The real Wong was born in 1847. But little is known about him except that he
was a brilliant martial-arts teacher and bone-setter who was revered during
his lifetime. Kwan's films made Wong sifu, or Master Wong, a hero in every
sense of the word. Writes critic Yu Mo-wan in The Prodigious Cinema of Wong
Fei-hung: "The character epitomized many of the traditional Confucian
virtues, including Propriety, Righteousness, Charitable Love, and Peace."

It was a tough act to follow. Tsui and Li decided the only way to make a
mark was to make a point. The late 1800s was a chaotic period in Chinese
history, when the Qing dynasty was under siege from increasingly rapacious
foreign powers. Their Master Wong was to explore the confusion, look at the
nature of colonialism and take in questions such as "Are Western values good
or bad?" In short, the very traditional kung-fu master became a commentator
on the changes occurring in Deng Xiaoping's modern China. Audiences loved
it, and two other Once Upon A Time movies followed in quick succession. The
popular series made Li something of a superstar in Hong Kong.

All fables come to end. And the Once Upon a Time collaboration with Tsui
fell apart in 1992, reportedly over money matters. Li did not return to the
series until last year, when he appeared in the sixth installment. In the
meantime, he formed his own company and produced a couple of box-office hits
in which he also starred - as an even feistier Chinese folk-hero, Fong
Sai-yuk. It remains his favorite role to date. Like Li's first movie
character, Fong is a disciple of the Shaolin school.

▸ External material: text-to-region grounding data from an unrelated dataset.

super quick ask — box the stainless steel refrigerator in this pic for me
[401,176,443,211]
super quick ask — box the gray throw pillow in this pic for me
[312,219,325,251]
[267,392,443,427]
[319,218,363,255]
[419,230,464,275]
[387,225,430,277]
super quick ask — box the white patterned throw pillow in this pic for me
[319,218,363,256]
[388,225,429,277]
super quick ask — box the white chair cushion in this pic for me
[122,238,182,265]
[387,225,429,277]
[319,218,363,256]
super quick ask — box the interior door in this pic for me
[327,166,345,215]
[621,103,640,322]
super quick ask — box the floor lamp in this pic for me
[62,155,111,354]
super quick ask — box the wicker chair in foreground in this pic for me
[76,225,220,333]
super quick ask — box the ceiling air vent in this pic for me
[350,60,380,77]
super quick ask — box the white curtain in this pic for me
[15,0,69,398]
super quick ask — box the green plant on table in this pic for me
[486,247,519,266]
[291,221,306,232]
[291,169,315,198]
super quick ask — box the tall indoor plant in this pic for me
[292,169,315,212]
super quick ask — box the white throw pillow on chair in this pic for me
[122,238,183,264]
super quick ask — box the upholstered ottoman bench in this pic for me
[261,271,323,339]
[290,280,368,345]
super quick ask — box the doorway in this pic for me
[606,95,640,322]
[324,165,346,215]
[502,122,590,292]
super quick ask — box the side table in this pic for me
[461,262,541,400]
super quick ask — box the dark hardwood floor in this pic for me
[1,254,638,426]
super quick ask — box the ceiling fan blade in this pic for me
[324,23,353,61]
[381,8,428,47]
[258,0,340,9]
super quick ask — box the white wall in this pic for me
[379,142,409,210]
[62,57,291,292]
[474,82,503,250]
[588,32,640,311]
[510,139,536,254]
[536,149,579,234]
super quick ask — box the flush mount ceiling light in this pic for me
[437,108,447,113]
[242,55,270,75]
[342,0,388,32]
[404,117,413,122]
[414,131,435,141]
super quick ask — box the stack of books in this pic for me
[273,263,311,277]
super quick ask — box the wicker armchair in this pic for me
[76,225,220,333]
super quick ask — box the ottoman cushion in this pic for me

Modern roles have proved much harder to come to grips with. Li's forte was
the period drama, and the contemporary hero didn't quite suit his style. To
allow a suitably explosive display of pugilistic power, plot changes have
had to be shoehorned into contemporary storylines - for example, having the
villain's gun jam up in My Father Is A Hero. The movies still featured
impressive action sequences, but Li's appeal was dimmed in the modern
setting.

Not so in Lethal Weapon 4. Li's stylishly malevolent Wah has put him on the
likely-to-succeed list. Can Jet Li transform himself from supporting actor
to leading man? Producer Joel Silver thinks Li's upcoming Romeo role - as a
triad leader who falls for a Mafia don's daughter - might put Li on a new
trajectory. "If we're smart about it, it will be a rocket ship for him," he
says.

If his career takes flight, Jet Li won't be totally deserting Hong Kong. "I
believe I can open new channels of communication [between Hollywood and the
territory]," he says. Like the kung-fu teacher he has played so
successfully, Li is proud to be Chinese, but realizes he could learn a thing
or two from the West. Li is still Master Wong at heart.